Fill in the uncompressed size during revlog.addgroup
authormason@suse.com
Tue, 04 Apr 2006 16:38:44 -0400
changeset 2078 441ea218414e
parent 2077 4d0700ae0991
child 2079 ee96ca273f32
Fill in the uncompressed size during revlog.addgroup This uses code from Matt to calculate the size change that would result from applying a delta to keep an accurate running total of the text size during revlog.addgroup
mercurial/mdiff.py
mercurial/mpatch.c
mercurial/revlog.py
--- a/mercurial/mdiff.py
+++ b/mercurial/mdiff.py
@@ -192,4 +192,5 @@ def patch(a, bin):
     return mpatch.patches(a, [bin])
 
 patches = mpatch.patches
+patchedsize = mpatch.patchedsize
 textdiff = bdiff.bdiff
--- a/mercurial/mpatch.c
+++ b/mercurial/mpatch.c
@@ -354,8 +354,44 @@ cleanup:
 	return result;
 }
 
+/* calculate size of a patched file directly */
+static PyObject *
+patchedsize(PyObject *self, PyObject *args)
+{
+	long orig, start, end, len, outlen = 0, last = 0;
+	int patchlen;
+	char *bin, *binend;
+	char decode[12]; /* for dealing with alignment issues */
+
+	if (!PyArg_ParseTuple(args, "ls#", &orig, &bin, &patchlen))
+		return NULL;
+
+	binend = bin + patchlen;
+
+	while (bin < binend) {
+		memcpy(decode, bin, 12);
+		start = ntohl(*(uint32_t *)decode);
+		end = ntohl(*(uint32_t *)(decode + 4));
+		len = ntohl(*(uint32_t *)(decode + 8));
+		bin += 12 + len;
+		outlen += start - last;
+		last = end;
+		outlen += len;
+	}
+
+	if (bin != binend) {
+		if (!PyErr_Occurred())
+			PyErr_SetString(mpatch_Error, "patch cannot be decoded");
+		return NULL;
+	}
+
+	outlen += orig - last;
+	return Py_BuildValue("l", outlen);
+}
+
 static PyMethodDef methods[] = {
 	{"patches", patches, METH_VARARGS, "apply a series of patches\n"},
+	{"patchedsize", patchedsize, METH_VARARGS, "calculed patched size\n"},
 	{NULL, NULL}
 };
 
--- a/mercurial/revlog.py
+++ b/mercurial/revlog.py
@@ -342,8 +342,40 @@ class revlog(object):
         if self.version != 0:
             return self.ngoffset(self.index[rev][0])

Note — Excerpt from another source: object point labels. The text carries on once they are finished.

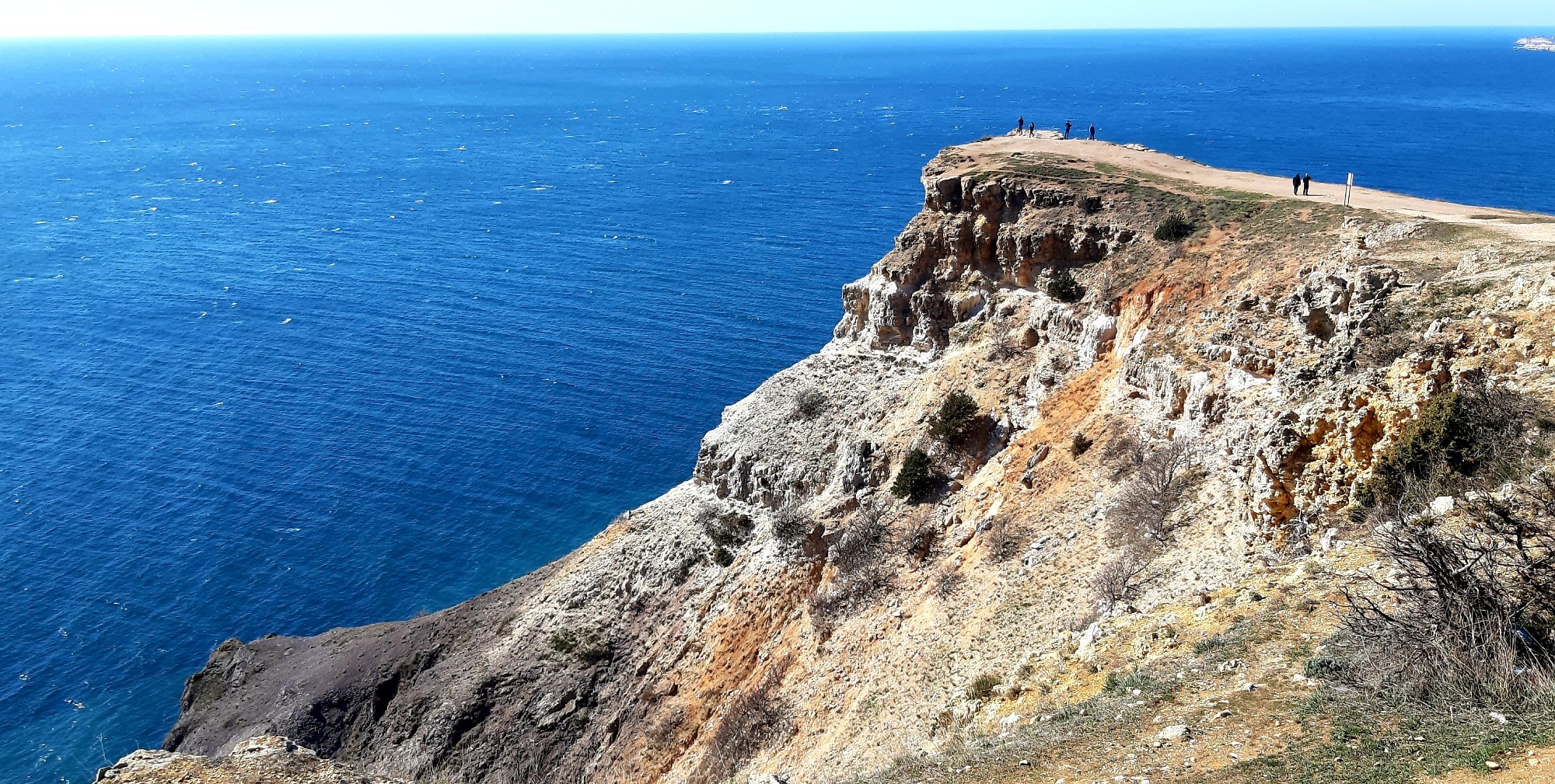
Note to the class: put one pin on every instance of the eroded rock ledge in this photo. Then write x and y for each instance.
(781, 612)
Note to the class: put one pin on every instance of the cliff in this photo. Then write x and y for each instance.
(784, 613)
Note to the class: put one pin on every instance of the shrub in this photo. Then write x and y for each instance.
(1145, 507)
(1386, 336)
(918, 540)
(727, 529)
(808, 405)
(999, 538)
(1004, 352)
(1470, 612)
(564, 641)
(1461, 433)
(915, 481)
(1175, 229)
(957, 419)
(1064, 288)
(755, 717)
(1120, 577)
(861, 542)
(791, 526)
(1080, 444)
(984, 686)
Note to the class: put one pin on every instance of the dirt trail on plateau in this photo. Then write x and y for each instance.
(1515, 223)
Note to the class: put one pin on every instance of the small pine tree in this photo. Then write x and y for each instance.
(915, 481)
(956, 420)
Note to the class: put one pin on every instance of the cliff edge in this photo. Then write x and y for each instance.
(1069, 493)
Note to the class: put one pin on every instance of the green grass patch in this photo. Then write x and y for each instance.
(1349, 739)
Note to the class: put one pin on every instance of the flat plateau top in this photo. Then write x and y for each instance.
(1520, 225)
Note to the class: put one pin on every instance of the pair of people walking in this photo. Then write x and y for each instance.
(1069, 128)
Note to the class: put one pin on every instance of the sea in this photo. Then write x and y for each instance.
(299, 333)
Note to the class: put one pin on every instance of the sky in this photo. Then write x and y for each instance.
(248, 18)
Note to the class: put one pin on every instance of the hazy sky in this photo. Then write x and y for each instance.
(125, 18)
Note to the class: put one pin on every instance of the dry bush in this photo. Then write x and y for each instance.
(755, 717)
(1470, 610)
(948, 577)
(1299, 532)
(1080, 444)
(1388, 335)
(1473, 430)
(808, 405)
(861, 543)
(918, 538)
(999, 538)
(1123, 455)
(791, 524)
(859, 557)
(1004, 350)
(1148, 500)
(1122, 576)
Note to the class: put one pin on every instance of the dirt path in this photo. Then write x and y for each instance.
(1522, 225)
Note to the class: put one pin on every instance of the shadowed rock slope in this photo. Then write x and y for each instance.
(784, 613)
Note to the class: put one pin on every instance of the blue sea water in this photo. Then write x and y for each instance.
(313, 332)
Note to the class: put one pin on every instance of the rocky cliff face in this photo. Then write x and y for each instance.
(783, 613)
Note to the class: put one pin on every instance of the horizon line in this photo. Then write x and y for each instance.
(752, 33)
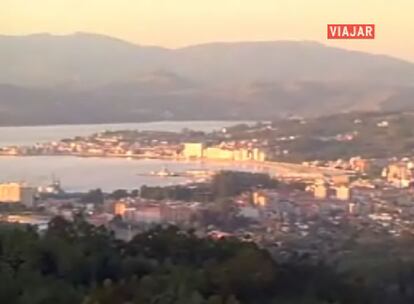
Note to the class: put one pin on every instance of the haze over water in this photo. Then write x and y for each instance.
(83, 174)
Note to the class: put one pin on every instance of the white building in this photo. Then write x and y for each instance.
(12, 193)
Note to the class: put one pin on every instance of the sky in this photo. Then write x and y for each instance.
(176, 23)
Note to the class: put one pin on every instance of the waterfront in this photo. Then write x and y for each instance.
(83, 174)
(40, 134)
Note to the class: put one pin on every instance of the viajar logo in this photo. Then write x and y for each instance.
(351, 31)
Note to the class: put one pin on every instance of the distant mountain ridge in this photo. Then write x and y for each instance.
(93, 78)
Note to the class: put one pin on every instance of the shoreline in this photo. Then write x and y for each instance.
(281, 169)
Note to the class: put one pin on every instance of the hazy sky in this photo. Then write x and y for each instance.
(174, 23)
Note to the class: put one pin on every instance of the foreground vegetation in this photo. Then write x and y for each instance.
(79, 263)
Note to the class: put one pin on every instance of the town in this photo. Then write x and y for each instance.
(317, 205)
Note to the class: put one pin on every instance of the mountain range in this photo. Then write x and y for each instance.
(88, 78)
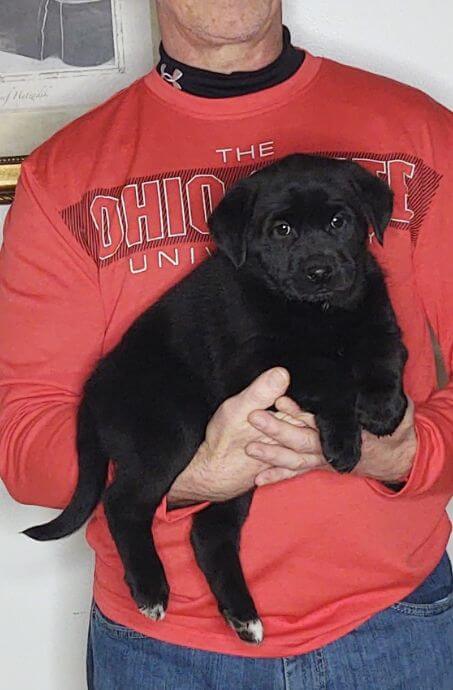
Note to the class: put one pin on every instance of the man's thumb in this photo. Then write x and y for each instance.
(265, 389)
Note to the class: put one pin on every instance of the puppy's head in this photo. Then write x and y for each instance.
(301, 225)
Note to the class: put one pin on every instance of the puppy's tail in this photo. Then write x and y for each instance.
(93, 466)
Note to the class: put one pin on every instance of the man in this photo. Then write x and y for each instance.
(349, 575)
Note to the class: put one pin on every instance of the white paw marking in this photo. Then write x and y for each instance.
(253, 629)
(156, 612)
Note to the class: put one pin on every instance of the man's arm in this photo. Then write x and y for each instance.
(52, 331)
(421, 450)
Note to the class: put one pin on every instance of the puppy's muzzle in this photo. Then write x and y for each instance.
(319, 274)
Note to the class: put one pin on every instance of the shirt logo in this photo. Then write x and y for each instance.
(173, 208)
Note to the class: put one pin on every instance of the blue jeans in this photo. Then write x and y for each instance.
(406, 647)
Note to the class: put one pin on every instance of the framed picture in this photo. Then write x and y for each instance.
(60, 58)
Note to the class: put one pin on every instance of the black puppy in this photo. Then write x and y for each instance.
(294, 285)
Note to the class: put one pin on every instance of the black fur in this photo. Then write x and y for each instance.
(289, 286)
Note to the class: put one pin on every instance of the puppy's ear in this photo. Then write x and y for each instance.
(229, 221)
(376, 200)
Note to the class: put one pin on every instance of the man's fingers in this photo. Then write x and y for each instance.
(287, 406)
(284, 457)
(262, 392)
(274, 475)
(297, 438)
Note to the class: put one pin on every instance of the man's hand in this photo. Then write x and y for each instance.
(221, 469)
(297, 448)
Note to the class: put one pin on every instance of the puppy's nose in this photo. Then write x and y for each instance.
(319, 274)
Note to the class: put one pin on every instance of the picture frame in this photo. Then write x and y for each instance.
(9, 175)
(42, 88)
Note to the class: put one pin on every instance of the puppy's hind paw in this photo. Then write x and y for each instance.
(154, 611)
(251, 631)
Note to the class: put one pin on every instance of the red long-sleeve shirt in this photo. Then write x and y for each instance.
(109, 214)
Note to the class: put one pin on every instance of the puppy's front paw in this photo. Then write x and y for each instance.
(381, 412)
(151, 598)
(341, 444)
(250, 630)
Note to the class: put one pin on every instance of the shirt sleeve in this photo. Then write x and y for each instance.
(52, 331)
(432, 470)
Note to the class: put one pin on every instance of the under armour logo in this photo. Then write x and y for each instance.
(171, 78)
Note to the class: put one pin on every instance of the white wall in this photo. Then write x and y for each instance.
(45, 589)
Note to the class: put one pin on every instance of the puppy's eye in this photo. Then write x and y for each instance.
(337, 222)
(282, 229)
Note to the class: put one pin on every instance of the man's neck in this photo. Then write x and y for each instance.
(212, 54)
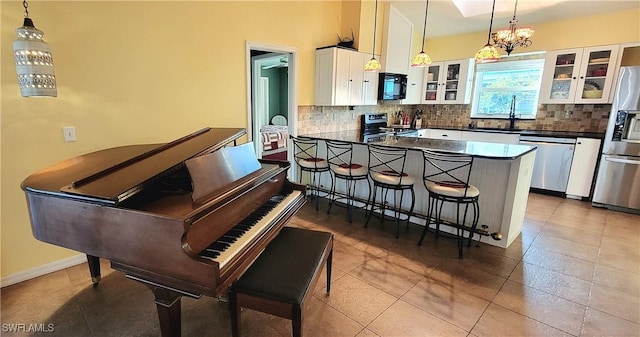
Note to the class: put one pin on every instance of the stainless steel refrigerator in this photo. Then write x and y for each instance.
(618, 181)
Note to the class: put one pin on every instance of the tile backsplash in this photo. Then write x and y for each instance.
(558, 117)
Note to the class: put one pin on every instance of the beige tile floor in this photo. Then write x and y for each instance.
(574, 271)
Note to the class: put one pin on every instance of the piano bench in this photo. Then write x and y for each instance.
(282, 277)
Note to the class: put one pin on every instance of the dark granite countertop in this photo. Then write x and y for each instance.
(524, 132)
(476, 149)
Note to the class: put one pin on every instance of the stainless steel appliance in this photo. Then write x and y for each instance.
(392, 86)
(618, 181)
(553, 162)
(373, 127)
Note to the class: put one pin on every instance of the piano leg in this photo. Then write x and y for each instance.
(169, 311)
(94, 269)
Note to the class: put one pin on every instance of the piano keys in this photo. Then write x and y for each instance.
(158, 212)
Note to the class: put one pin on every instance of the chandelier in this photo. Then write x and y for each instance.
(34, 63)
(514, 36)
(373, 64)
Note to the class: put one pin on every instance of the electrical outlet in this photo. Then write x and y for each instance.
(69, 133)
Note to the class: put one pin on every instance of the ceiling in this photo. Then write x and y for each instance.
(445, 19)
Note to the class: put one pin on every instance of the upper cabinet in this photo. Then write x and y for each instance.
(396, 42)
(448, 82)
(581, 75)
(341, 79)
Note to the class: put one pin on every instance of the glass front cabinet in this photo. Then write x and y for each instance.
(448, 82)
(581, 75)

         return self.index[rev][0]
+
     def end(self, rev): return self.start(rev) + self.length(rev)
 
+    def size(self, rev):
+        """return the length of the uncompressed text for a given revision"""
+        l = -1
+        if self.version != 0:
+            l = self.index[rev][2]
+        if l >= 0:
+            return l
+
+        t = self.revision(self.node(rev))
+        return len(t)
+
+        # alternate implementation, The advantage to this code is it
+        # will be faster for a single revision.  But, the results are not
+        # cached, so finding the size of every revision will be slower.
+        """
+        if self.cache and self.cache[1] == rev:
+            return len(self.cache[2])
+
+        base = self.base(rev)
+        if self.cache and self.cache[1] >= base and self.cache[1] < rev:
+            base = self.cache[1]
+            text = self.cache[2]
+        else:
+            text = self.revision(self.node(base))
+
+        l = len(text)
+        for x in xrange(base + 1, rev + 1):
+            l = mdiff.patchedsize(l, self.chunk(x))
+        return l
+        """
+
     def length(self, rev):
         if rev < 0:
             return 0
@@ -904,7 +936,7 @@ class revlog(object):
         node = None
 
         base = prev = -1
-        start = end = measure = 0
+        start = end = textlen = 0
         if r:
             end = self.end(t)
 
@@ -949,8 +981,9 @@ class revlog(object):
             if chain == prev:
                 tempd = compress(delta)
                 cdelta = tempd[0] + tempd[1]
+                textlen = mdiff.patchedsize(textlen, delta)
 
-            if chain != prev or (end - start + len(cdelta)) > measure * 2:
+            if chain != prev or (end - start + len(cdelta)) > textlen * 2:
                 # flush our writes here so we can read it in revision
                 if dfh:
                     dfh.flush()
@@ -960,12 +993,12 @@ class revlog(object):
                 chk = self.addrevision(text, transaction, link, p1, p2)
                 if chk != node:
                     raise RevlogError(_("consistency error adding group"))
-                measure = len(text)
+                textlen = len(text)
             else:
                 if self.version == 0:
                     e = (end, len(cdelta), base, link, p1, p2, node)
                 else:
-                    e = (self.offset_type(end, 0), len(cdelta), -1, base,
+                    e = (self.offset_type(end, 0), len(cdelta), textlen, base,
                          link, self.rev(p1), self.rev(p2), node)
                 self.index.append(e)
                 self.nodemap[node] = r